High-speed operation is needed for the RF circuit of the system-on-chip, and, miniaturization is also needed for the structure thereof. On the other hand, unlike the RF circuit, the baseband circuit need not be miniaturized. As is generally known, advanced miniaturization technology may lead to the problem that the cost of manufacture increases and the yield of manufacture decreases.
Incidentally, as is well known, transistors including an IC include a CMOS (Complementary MOS) transistor and a bipolar transistor. Since the gate voltage of the CMOS transistor is a low and the process steps thereof are easy to perform, the CMOS transistor is applied as an element of many types of ICs. On the other hand, the bipolar transistor is known to be more advantageous for high-speed operation than the CMOS transistor. Comparison between a bipolar transistor and a CMOS transistor both having the same microstructure shows that the bipolar transistor can achieve operating speed as high as that of a CMOS transistor of one or two generations ahead.
In consideration of the above-described viewpoint, it is desirable that the RF circuit of a system-on-chip should be composed of bipolar transistors advantageous for high-speed operation and the baseband circuit of the system-on-chip is composed of easy-to-manufacture CMOS transistors. A transistor which includes a bipolar transistor and a CMOS transistor will hereinafter be referred to as a BiCMOS transistor.

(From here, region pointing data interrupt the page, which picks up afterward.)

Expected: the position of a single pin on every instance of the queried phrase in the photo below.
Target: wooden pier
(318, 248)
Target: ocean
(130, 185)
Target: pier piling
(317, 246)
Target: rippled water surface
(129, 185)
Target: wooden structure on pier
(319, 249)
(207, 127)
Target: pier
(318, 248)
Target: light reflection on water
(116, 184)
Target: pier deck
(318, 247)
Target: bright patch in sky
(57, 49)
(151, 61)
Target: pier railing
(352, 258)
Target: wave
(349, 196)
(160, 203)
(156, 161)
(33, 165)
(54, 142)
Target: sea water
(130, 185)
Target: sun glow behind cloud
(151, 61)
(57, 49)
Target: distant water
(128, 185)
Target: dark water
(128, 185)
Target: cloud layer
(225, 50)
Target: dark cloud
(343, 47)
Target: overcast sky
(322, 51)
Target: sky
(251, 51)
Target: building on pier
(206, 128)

Bipolar transistors are classified into vertical transistors and lateral transistors. In a vertical bipolar transistor, carriers flow from an emitter in a vertical direction and reach a collector. Since a collector region is formed in a position deep from a wafer surface, an emitter-collector resistance increases, thus making the transistor disadvantageous for high-speed operation. In addition, the transistor requires a high-concentration buried layer, a collector epitaxial layer, a deep trench isolation, and the like. Consequently, the number of process steps increases, thus increasing costs to increase.

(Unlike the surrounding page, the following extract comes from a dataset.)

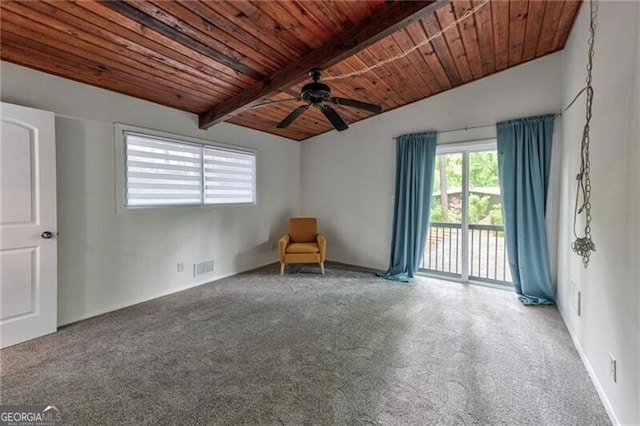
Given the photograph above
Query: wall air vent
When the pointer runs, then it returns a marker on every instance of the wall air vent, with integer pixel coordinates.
(203, 268)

Meanwhile, the lateral bipolar transistor is simpler in structure than the vertical bipolar transistor. In addition, a BiCMOS transistor can be composed by adding a relatively small number of process steps to that of a CMOS transistor. Furthermore, since a collector electrode can be directly brought into contact with a collector region, the lateral bipolar transistor is also advantageous for high-speed operation. Accordingly, in the BiCMOS transistor, it is desirable to apply the lateral bipolar transistor in which carries flow in a lateral direction.
A lateral bipolar transistor is described in, for example, US 2005/0040495 A1 (hereinafter also referred to as Patent Document 1). The lateral NPN transistor described in Patent Document 1 is a transistor called a Horizontal Current Bipolar Transistor (HCBT).